Hw9c: [COLLABORATIVE]
Hw9s: [SOLO]
Here are some hints and clarifications:
- Study linearSearch() and largest() examples (optional parameters and wrapper functions)
These are at the top of the course notes on recursion. They show how to use optional parameters and wrapper functions to help convert iterative solutions to recursive ones. - nthHappyPrime: Minimize recursive depth
Search for nthHappyPrime(n) starting from nthHappyPrime(n-1). This will help reduce your recursion depth. Also, since all happy primes are odd, step by 2's, not 1's. - nthHappyPrime: use fasterIsPrime
Be sure to use an adapted form of fasterIsPrime and not slowerIsPrime! - getCourse: Study listFiles() in the notes!
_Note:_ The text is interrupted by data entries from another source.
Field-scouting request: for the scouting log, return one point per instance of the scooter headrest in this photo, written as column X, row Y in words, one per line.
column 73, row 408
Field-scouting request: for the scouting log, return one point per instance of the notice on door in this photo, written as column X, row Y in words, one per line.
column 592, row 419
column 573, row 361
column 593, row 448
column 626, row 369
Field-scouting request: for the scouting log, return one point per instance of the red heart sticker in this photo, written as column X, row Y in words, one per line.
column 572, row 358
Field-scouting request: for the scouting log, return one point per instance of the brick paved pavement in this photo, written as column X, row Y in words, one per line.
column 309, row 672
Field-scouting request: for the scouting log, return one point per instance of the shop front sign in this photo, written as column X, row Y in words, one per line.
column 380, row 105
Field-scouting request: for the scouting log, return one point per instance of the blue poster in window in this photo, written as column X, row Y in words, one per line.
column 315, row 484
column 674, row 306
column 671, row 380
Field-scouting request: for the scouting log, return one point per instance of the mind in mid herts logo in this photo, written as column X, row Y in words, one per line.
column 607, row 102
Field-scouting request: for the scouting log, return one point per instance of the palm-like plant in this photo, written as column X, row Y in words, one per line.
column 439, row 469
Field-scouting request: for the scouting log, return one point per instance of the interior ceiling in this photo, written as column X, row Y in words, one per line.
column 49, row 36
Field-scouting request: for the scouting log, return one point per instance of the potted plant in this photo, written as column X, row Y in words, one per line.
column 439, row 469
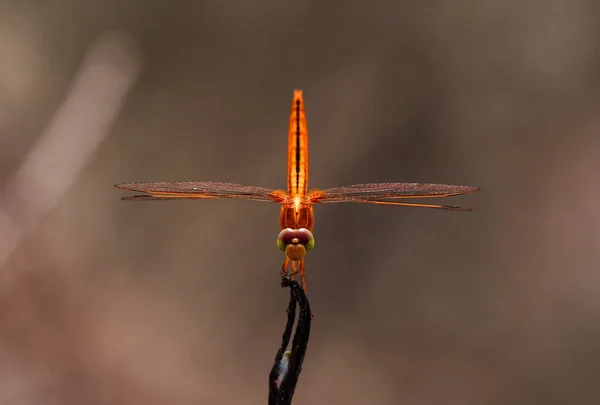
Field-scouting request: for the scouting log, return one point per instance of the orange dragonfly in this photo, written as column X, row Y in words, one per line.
column 296, row 218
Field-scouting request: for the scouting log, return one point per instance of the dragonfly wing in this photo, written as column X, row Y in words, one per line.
column 390, row 193
column 171, row 190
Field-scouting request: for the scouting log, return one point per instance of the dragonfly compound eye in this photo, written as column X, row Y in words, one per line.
column 285, row 238
column 305, row 237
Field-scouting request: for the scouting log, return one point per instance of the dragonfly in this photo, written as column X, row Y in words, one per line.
column 296, row 217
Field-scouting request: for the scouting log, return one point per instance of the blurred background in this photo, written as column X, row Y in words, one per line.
column 111, row 302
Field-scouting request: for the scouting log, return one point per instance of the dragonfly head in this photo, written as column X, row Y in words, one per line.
column 295, row 242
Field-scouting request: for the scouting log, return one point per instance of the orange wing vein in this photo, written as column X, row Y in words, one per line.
column 170, row 190
column 387, row 193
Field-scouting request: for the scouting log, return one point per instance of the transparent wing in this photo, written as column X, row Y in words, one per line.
column 389, row 193
column 171, row 190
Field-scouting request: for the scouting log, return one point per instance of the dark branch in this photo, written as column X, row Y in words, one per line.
column 281, row 394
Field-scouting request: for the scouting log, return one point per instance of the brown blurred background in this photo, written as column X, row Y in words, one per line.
column 109, row 302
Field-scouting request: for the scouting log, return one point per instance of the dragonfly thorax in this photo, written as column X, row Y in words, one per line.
column 296, row 217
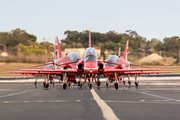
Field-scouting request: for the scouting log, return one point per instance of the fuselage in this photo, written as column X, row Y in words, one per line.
column 90, row 61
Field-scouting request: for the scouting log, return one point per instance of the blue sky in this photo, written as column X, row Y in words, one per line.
column 50, row 18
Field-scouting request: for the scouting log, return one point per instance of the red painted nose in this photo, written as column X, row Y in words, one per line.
column 91, row 67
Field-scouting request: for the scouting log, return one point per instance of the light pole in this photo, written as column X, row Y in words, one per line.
column 4, row 47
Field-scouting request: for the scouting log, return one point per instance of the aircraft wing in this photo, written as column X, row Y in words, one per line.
column 126, row 70
column 50, row 71
column 148, row 72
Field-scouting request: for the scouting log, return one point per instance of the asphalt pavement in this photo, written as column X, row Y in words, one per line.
column 150, row 101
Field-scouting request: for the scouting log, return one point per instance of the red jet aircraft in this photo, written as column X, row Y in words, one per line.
column 91, row 67
column 59, row 62
column 115, row 62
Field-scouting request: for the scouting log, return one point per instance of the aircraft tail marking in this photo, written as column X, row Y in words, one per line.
column 46, row 57
column 119, row 53
column 57, row 49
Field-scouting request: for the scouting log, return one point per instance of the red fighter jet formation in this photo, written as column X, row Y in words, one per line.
column 72, row 66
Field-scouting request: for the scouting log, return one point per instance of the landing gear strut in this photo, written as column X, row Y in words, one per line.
column 136, row 82
column 116, row 85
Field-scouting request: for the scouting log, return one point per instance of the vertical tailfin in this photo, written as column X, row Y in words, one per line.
column 119, row 53
column 46, row 57
column 89, row 38
column 57, row 49
column 126, row 51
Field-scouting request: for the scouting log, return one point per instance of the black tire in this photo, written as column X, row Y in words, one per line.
column 64, row 86
column 136, row 83
column 50, row 82
column 81, row 85
column 47, row 85
column 78, row 83
column 106, row 84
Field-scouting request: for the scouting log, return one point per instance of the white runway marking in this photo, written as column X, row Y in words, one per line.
column 107, row 112
column 12, row 94
column 159, row 96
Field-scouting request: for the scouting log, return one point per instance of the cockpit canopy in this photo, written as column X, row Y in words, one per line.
column 113, row 59
column 90, row 54
column 73, row 57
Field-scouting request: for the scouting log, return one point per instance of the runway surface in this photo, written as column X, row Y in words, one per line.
column 23, row 100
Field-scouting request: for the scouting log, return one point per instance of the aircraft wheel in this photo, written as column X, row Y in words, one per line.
column 47, row 85
column 98, row 83
column 116, row 85
column 129, row 82
column 124, row 82
column 81, row 85
column 90, row 86
column 136, row 83
column 44, row 83
column 64, row 86
column 78, row 83
column 106, row 84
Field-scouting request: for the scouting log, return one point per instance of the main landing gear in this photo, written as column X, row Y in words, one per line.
column 35, row 83
column 116, row 85
column 65, row 81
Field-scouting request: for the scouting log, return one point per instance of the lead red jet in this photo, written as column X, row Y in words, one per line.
column 91, row 67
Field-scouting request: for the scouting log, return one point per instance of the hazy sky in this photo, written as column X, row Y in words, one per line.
column 50, row 18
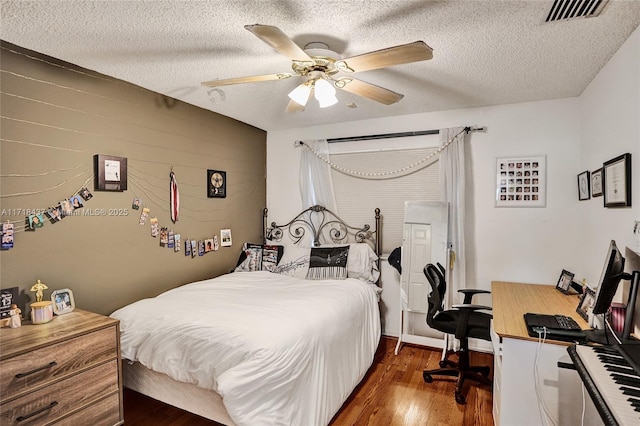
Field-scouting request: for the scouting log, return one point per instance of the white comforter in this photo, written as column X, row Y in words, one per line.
column 278, row 349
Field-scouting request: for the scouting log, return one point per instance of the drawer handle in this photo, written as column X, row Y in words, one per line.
column 44, row 367
column 48, row 407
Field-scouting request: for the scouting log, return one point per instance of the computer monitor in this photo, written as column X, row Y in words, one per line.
column 609, row 279
column 632, row 317
column 612, row 273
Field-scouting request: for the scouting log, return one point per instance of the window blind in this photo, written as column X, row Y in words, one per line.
column 357, row 197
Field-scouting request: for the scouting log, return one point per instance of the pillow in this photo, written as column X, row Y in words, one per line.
column 258, row 257
column 328, row 263
column 362, row 263
column 294, row 262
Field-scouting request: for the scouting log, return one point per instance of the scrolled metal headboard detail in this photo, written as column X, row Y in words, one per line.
column 324, row 227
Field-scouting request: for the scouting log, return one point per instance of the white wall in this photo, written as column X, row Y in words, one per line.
column 526, row 245
column 515, row 244
column 609, row 127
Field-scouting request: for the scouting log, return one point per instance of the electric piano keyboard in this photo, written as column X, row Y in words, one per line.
column 612, row 380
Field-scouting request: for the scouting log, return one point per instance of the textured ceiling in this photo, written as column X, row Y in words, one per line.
column 485, row 52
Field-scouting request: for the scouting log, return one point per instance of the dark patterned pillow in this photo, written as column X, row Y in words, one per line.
column 258, row 257
column 327, row 263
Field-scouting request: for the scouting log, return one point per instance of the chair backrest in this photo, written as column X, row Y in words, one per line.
column 438, row 288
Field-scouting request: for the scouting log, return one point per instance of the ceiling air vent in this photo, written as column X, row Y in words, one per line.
column 562, row 10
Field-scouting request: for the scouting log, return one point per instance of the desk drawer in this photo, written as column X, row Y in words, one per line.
column 52, row 402
column 24, row 373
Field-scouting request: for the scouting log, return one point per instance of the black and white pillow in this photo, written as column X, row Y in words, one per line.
column 327, row 263
column 259, row 257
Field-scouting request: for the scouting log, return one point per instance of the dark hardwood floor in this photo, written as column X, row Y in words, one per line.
column 392, row 393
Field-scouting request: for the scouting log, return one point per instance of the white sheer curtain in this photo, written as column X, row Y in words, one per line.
column 316, row 185
column 453, row 191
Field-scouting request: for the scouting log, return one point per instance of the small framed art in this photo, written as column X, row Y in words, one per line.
column 63, row 302
column 586, row 302
column 584, row 186
column 8, row 296
column 110, row 173
column 216, row 184
column 564, row 282
column 616, row 175
column 596, row 183
column 521, row 182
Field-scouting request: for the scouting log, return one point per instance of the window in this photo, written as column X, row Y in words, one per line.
column 357, row 197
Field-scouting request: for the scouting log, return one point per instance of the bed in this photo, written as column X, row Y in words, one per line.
column 282, row 340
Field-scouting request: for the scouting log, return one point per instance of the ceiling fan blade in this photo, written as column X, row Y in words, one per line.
column 252, row 79
column 275, row 38
column 403, row 54
column 369, row 91
column 294, row 107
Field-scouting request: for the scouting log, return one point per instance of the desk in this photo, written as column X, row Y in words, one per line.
column 526, row 376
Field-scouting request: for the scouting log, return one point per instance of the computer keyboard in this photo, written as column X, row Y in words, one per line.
column 566, row 323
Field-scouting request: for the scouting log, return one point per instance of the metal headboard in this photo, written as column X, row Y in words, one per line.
column 324, row 227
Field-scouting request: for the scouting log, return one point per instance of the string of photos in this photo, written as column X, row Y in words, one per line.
column 37, row 218
column 109, row 170
column 173, row 240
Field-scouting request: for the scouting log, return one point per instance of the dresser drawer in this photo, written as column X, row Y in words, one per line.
column 105, row 412
column 78, row 392
column 24, row 373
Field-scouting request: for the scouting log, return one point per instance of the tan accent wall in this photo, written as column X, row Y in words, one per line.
column 55, row 118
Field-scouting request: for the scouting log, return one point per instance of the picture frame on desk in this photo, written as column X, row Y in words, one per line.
column 8, row 296
column 63, row 302
column 586, row 302
column 564, row 282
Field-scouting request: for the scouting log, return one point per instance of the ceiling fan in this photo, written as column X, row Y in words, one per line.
column 324, row 70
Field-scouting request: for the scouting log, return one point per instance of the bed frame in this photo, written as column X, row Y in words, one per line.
column 323, row 227
column 316, row 222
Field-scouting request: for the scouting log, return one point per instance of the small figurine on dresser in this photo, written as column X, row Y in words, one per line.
column 15, row 313
column 38, row 287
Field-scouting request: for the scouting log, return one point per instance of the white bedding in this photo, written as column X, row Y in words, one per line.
column 278, row 349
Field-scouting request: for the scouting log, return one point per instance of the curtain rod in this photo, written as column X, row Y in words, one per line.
column 393, row 135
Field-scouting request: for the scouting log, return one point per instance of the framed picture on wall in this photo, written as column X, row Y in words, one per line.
column 521, row 181
column 596, row 183
column 216, row 184
column 110, row 173
column 616, row 175
column 584, row 186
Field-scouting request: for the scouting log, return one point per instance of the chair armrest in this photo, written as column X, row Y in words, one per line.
column 470, row 292
column 472, row 307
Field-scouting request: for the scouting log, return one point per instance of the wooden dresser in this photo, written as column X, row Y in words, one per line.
column 65, row 372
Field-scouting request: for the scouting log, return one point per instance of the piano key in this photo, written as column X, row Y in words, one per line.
column 626, row 380
column 595, row 361
column 623, row 370
column 630, row 392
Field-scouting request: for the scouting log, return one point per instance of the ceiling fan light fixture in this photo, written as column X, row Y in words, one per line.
column 301, row 94
column 325, row 93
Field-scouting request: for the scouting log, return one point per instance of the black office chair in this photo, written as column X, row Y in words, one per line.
column 464, row 322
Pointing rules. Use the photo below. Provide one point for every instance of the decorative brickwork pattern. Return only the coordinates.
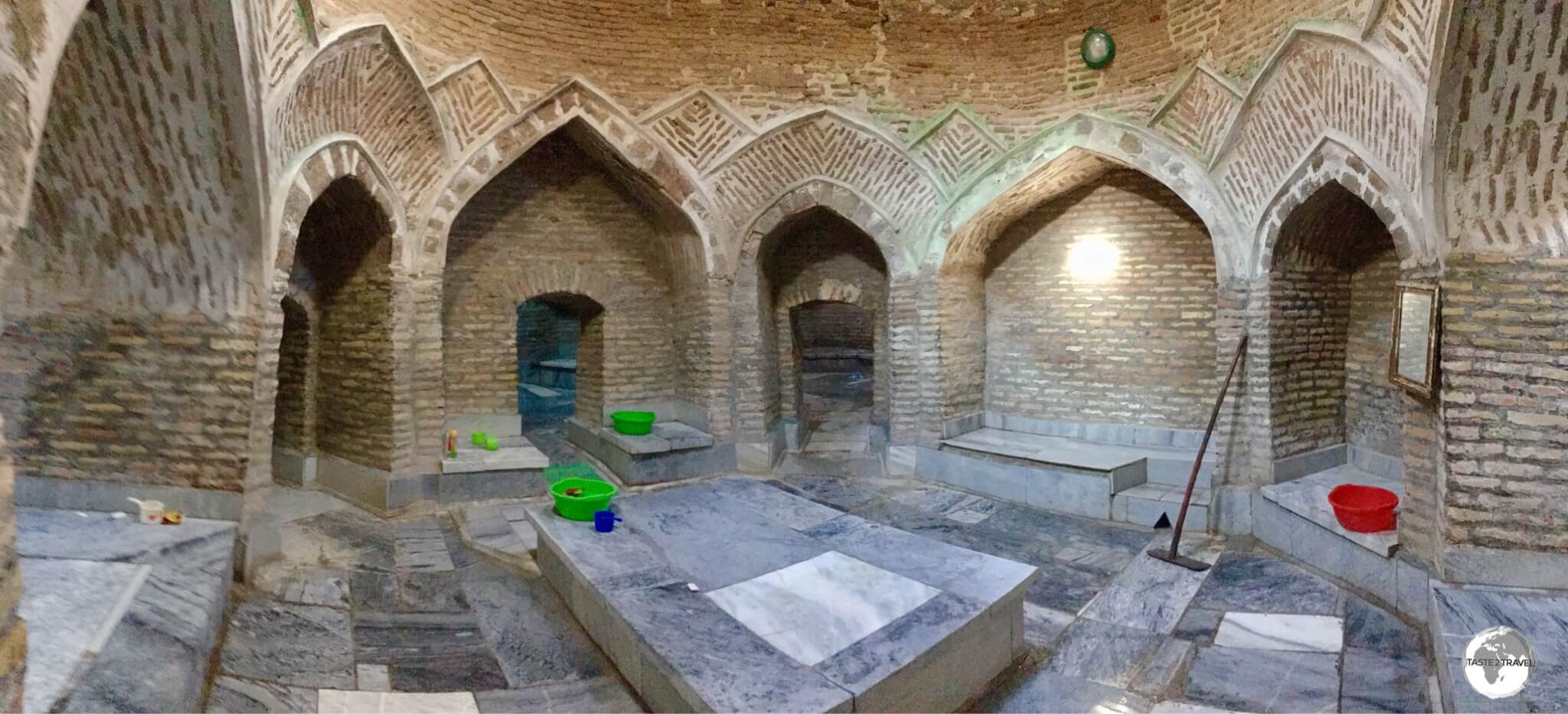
(576, 232)
(637, 160)
(700, 129)
(1504, 377)
(1198, 112)
(828, 146)
(129, 220)
(956, 146)
(386, 106)
(1322, 85)
(472, 100)
(129, 399)
(812, 257)
(284, 37)
(1410, 27)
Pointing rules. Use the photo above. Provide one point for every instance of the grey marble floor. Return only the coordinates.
(383, 609)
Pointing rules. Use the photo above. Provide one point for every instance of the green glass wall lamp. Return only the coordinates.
(1098, 49)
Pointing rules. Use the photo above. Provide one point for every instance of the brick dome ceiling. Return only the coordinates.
(1014, 61)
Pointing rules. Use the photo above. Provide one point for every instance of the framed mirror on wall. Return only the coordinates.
(1413, 359)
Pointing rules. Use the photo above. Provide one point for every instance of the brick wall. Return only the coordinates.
(129, 357)
(833, 328)
(811, 251)
(1330, 308)
(1374, 406)
(344, 260)
(294, 420)
(1017, 63)
(1506, 401)
(559, 223)
(1134, 350)
(146, 401)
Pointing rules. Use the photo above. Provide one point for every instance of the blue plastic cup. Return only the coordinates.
(606, 520)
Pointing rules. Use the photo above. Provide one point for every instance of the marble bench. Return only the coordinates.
(673, 452)
(734, 595)
(1126, 473)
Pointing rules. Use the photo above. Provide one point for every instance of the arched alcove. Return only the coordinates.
(1331, 292)
(808, 257)
(336, 368)
(568, 218)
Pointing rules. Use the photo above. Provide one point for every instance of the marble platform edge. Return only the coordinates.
(1286, 495)
(631, 654)
(1310, 462)
(46, 492)
(1475, 566)
(496, 425)
(1078, 494)
(664, 411)
(1090, 431)
(652, 468)
(965, 675)
(1390, 583)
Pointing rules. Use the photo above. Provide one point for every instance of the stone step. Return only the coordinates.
(1144, 504)
(510, 458)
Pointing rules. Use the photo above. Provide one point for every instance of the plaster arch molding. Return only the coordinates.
(827, 290)
(333, 158)
(1333, 161)
(1062, 158)
(844, 201)
(629, 146)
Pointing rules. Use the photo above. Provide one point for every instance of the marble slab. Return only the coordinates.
(1048, 691)
(1542, 616)
(160, 654)
(1308, 498)
(101, 536)
(1383, 682)
(1102, 652)
(1162, 669)
(354, 702)
(709, 661)
(1291, 633)
(71, 609)
(290, 644)
(775, 503)
(1253, 583)
(875, 628)
(819, 606)
(1264, 680)
(941, 566)
(1152, 594)
(719, 540)
(601, 694)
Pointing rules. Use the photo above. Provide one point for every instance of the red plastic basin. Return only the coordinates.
(1363, 507)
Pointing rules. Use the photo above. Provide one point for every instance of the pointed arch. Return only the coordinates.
(363, 82)
(1333, 161)
(1062, 158)
(628, 148)
(830, 148)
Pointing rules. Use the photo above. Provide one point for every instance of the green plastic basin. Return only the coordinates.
(595, 497)
(634, 423)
This problem is most like that one, so be sure you thoroughly understand how listFiles works first. In particular, the nested lists in the problem are sort of like folders (right?), and the course names are sort of like file names (right?). - getCourse: Solve with a "for" loop first
This is not required, of course, but it's very helpful probably to first solve getCourse using a "for" loop, in the same way that our listFiles example uses one. Then, as a second step, get rid of the "for" loop -- in the same way you already got rid of "for" loops in the nthHappyNumber problem. - Do not use mutable values (like lists) to initialize default parameters!
Here is an important hint regarding a very strange Python behavior. You should never use lists or other mutable values to initialize default parameters. The outcome is weird. To see this, check this out:
Ugh!def f(x, a=[]): a.append(x) return a print f(5) # prints [5] print f(6, []) # prints [6] print f(7) # prints [5, 7] <-- where did the 5 come from?!?
- Don't use nested functions, they are too hard to test and debug
Nested functions (defined inside other functions) can be hard to test and debug. And then much of the yummy goodness of top-down design is lost, making debugging painful to impossible (since a bug in the outer function can in fact be anywhere inside any of the helper functions -- ugh!). So the way forward is easy to see: (1) Do not use nested functions (functions defined inside other functions), and (2) Do test all your helper functions before using them. This hint can save you many hours of frustration!